Credit Designation: EB Medicine designates this internet enduring material for a maximum of 1 AMA PRA Category 1 Credit™ per lecture. Physicians should claim only the credit commensurate with the extent of their participation in the activity.
Commercial Support: This activity received no commercial support.
Earning Credit: In order to earn CME credit, the participant must take the pre-test, listen to the lecture, take the CME post-test, and complete the post-test evaluation.
Duration 1 hour(s).
Assoc. Professor George Skowronski
Associate Professor George Skowronski graduated from Monash University in 1974. His postgraduate training was in internal medicine and intensive care medicine. He was one of the first Fellows of the Royal Australasian College of Physicians (RACP) in intensive care medicine, completing his Fellowship in 1981. Assoc. Prof. Skowronski’s training included time spent in London, Melbourne and Adelaide, and his 40-year specialist career includes various periods in Adelaide and Sydney.
Assoc. Prof. Skowronski is an ex-President of the Australian and New Zealand Intensive Care Society (ANZICS), an ex-Chairman of the Intensive Care Specialist Advisory Committee of the RACP, and an ex-examiner for the former Faculty of Intensive Care. He was also instrumental in establishing the Clinical Trials Group of the Australians and New Zealand Intensive Care Society, which has produced a number of large-scale trials of international significance.
Assoc. Prof. Skowronski has served as a State Councillor for the Australian salaried Medical Officers Association, a State Councillor for the AMA and an Adviser for the Health Care Complaints Commission. He is primarily a clinician rather than an academic, but has over 40 publications in diverse areas of intensive care medicine, including neurological disorders in intensive care and aspects of cardiovascular shock.

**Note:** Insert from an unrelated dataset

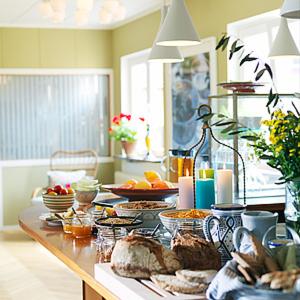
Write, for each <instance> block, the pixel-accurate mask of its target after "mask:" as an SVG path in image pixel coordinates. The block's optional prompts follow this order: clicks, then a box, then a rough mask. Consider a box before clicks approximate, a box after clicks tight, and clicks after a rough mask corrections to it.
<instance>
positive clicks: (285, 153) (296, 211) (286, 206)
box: [216, 34, 300, 234]
mask: <svg viewBox="0 0 300 300" xmlns="http://www.w3.org/2000/svg"><path fill="white" fill-rule="evenodd" d="M226 48H229V59H230V60H231V59H232V57H233V56H234V55H238V56H239V60H240V61H239V65H240V66H242V65H243V64H245V63H253V64H254V67H255V68H254V71H253V72H254V75H255V81H258V80H259V79H260V78H261V77H262V76H263V75H264V74H265V73H267V74H268V75H269V77H270V79H271V82H272V87H271V88H270V91H269V94H268V99H267V103H266V107H267V109H268V112H269V114H270V118H269V119H268V120H263V121H262V125H263V126H264V128H263V130H262V131H261V132H254V131H252V130H251V129H250V128H246V127H244V126H243V125H242V124H238V123H237V122H236V120H234V121H232V122H226V121H225V123H224V122H223V124H226V125H229V127H228V128H225V129H224V132H226V133H228V134H231V135H232V134H240V135H241V138H244V139H246V140H248V141H249V145H250V146H251V147H253V148H254V152H255V154H256V156H257V157H258V158H259V159H262V160H265V161H266V162H267V164H268V165H269V166H270V167H272V168H274V169H276V170H278V171H279V172H280V173H281V177H280V178H279V181H278V182H277V184H285V185H286V207H285V218H286V223H287V225H288V226H290V227H291V228H292V229H294V230H295V231H296V232H297V233H298V234H300V112H299V109H298V108H297V107H296V105H295V103H293V102H292V106H293V108H292V109H290V110H287V111H283V110H282V109H279V108H278V106H279V104H280V107H282V106H283V105H282V104H283V102H282V100H281V99H280V96H279V94H278V93H277V92H274V91H276V87H275V85H274V82H273V71H272V69H271V67H270V65H269V64H267V63H265V62H264V61H262V60H261V59H259V58H258V57H256V56H255V55H253V52H251V53H246V52H245V45H244V44H243V42H242V41H241V40H240V39H236V38H234V37H231V36H227V35H226V34H224V35H223V36H222V38H221V39H220V41H219V42H218V45H217V47H216V50H218V49H221V50H222V51H224V50H225V49H226ZM295 95H296V94H295ZM221 122H222V121H221ZM218 125H220V123H219V124H218ZM221 125H222V123H221Z"/></svg>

CME Faculty Disclosure: It is the policy of EB Medicine to ensure objectivity, balance, independence, transparency, and scientific rigor in all CME-sponsored educational activities. All faculty participating in the planning or implementation of a sponsored activity are expected to disclose to the audience any relevant financial relationships and to assist in resolving any conflict of interest that may arise from the relationship. In compliance with all ACCME Essentials, Standards, and Guidelines, all faculty for this CME activity were asked to complete a full disclosure statement. The speaker did not report any relevant financial interest or other relationship with the manufacturer(s) of any commercial product(s) discussed in this educational presentation.